Cammino, cammino e arrivo dove un tempo c’era il “campo di Parasecoli” vicino alla stazione ferroviaria. Da decenni ci sono i palazzi che il costruttore Parasecoli ha edificato: in quello spiazzo dove ora ci sono case e altro cemento noi ragazzi, 45 anni fa, passavamo gran parte dei nostri pomeriggi e dove io mi tuffavo, incurante dei rischi e delle ginocchia sbucciate, sul duro selciato pieno di pietre. Come in un flash back mi pare di risentire le urla di Luciano, Moreno, Marco che giocano con me e che mi tirano, da ogni posizione, nella porta improvvisata e traballante.
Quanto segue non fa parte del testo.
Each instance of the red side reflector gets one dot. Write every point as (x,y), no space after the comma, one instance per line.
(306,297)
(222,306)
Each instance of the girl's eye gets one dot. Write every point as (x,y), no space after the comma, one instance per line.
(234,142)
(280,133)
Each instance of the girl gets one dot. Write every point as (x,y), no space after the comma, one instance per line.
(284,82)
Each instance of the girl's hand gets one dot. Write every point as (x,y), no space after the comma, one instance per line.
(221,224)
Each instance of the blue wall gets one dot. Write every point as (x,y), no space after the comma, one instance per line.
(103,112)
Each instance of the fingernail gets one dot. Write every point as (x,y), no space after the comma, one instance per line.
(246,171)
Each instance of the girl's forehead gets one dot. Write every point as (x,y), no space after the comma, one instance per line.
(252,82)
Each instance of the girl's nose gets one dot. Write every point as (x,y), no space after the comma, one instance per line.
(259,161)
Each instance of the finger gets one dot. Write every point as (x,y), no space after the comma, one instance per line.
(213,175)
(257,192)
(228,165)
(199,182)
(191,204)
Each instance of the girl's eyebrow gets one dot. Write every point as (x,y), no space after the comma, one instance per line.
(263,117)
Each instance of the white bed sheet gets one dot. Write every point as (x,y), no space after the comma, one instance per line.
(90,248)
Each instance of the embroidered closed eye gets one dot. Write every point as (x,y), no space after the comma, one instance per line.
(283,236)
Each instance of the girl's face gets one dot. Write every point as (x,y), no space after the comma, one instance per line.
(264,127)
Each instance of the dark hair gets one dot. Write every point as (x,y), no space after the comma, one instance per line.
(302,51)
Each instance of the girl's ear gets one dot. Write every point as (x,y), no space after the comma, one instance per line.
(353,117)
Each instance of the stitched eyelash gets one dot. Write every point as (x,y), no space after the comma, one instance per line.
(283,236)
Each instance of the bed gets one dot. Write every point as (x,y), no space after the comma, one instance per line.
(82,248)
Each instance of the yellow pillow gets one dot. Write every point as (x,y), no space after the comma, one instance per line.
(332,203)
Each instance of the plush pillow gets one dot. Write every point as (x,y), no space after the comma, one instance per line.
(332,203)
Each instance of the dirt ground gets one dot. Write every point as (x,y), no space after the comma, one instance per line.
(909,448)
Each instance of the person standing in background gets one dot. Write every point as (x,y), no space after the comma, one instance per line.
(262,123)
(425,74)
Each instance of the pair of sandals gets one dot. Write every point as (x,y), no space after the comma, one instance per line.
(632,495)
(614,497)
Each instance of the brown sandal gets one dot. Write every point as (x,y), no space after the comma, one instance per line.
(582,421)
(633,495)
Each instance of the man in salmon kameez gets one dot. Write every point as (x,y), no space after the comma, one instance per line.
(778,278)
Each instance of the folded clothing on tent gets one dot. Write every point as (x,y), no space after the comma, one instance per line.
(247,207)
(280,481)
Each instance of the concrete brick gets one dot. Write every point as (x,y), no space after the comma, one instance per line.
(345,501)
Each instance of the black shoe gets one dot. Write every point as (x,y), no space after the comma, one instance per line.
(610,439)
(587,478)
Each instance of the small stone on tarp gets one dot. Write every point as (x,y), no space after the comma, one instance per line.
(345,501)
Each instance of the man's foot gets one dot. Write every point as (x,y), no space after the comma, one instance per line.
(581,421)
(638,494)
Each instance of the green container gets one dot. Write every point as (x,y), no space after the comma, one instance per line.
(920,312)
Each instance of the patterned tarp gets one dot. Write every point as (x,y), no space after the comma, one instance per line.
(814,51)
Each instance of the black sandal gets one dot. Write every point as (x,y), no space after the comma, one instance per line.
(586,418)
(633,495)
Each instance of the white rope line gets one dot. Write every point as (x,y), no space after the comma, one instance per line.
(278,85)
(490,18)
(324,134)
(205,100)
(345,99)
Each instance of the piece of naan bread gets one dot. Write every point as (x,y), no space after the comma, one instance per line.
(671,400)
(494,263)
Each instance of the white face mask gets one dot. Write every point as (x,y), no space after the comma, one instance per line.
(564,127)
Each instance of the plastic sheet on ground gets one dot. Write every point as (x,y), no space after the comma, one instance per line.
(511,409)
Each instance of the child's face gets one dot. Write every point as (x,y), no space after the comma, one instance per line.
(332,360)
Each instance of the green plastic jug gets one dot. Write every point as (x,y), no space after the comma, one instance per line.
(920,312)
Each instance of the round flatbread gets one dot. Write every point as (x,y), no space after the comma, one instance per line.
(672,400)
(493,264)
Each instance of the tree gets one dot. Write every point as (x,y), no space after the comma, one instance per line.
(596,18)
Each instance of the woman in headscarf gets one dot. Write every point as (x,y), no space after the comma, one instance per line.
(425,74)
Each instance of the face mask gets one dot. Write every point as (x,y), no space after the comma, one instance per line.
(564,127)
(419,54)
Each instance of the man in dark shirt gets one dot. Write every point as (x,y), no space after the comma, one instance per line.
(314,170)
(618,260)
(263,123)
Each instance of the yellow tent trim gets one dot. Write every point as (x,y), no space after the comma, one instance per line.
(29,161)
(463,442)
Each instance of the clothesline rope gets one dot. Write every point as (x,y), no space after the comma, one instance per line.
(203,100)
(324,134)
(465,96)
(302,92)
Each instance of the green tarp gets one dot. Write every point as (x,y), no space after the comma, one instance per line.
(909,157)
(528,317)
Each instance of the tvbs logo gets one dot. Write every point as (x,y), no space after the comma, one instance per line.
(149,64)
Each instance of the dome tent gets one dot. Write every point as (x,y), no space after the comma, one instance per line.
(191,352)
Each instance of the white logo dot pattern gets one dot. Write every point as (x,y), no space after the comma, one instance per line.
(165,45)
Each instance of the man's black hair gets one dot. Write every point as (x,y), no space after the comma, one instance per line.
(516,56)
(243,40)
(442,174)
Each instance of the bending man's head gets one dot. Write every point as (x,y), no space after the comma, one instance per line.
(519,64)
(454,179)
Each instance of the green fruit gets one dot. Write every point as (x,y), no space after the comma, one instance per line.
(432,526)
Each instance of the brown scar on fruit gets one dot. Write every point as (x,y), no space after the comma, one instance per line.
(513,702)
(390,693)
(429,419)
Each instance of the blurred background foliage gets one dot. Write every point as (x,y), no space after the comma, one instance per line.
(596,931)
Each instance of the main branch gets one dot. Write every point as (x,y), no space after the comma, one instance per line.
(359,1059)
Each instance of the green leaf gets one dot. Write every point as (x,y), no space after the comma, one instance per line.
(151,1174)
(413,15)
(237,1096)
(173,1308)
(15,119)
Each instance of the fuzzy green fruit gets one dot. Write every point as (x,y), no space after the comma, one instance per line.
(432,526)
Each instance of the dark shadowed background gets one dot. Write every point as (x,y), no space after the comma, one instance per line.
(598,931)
E mi pare di rivedere gli occhi di Susanna, quella ragazza che piaceva a tutti noi ragazzi perchè era bella davvero. Anche lei non c’è più, portata via da quel mostro.
Torno verso il fiume per passeggiare ancora e più cerco di non pensare alla “mia” squadra e meno ci riesco: presto si fanno le 14,30. L’ora in cui iniziano le partite e gli arbitri fischiano l’inizio vero della vita. Potrei fare un salto da mio fratello che ha un’enoteca in centro ma sono astemio e non mi va di rompergli chiedendo il solito chinotto mentre gli avventori si chiedono cosa vada a fare un astemio in enoteca. E allora finisco il mio viaggio a piedi attraverso una domenica diversa da tutte le altre, da disoccupato del pallone. Finisco la lunga passeggiata e accendo la radio. La “mia” squadra, il Fabriano Cerreto ha perso a Pineto. Il Bologna, la mia squadra del cuore, aveva già perso il giorno prima a Roma. Non resta che l’altra squadra per cui faccio il tifo, quella allenata da un mio allievo ormai famoso che allenai venti anni fa a San Severino Marche per due anni consecutivi: Cristian Bucchi. Ha perso anche lui col suo Sassuolo, sconfitto a Napoli ma con onore da una squadra che gioca divinamente, come quel Bologna degli anni Sessanta che giocava come solo in Paradiso. È solo calcio, mi dico. È solo la mia vita.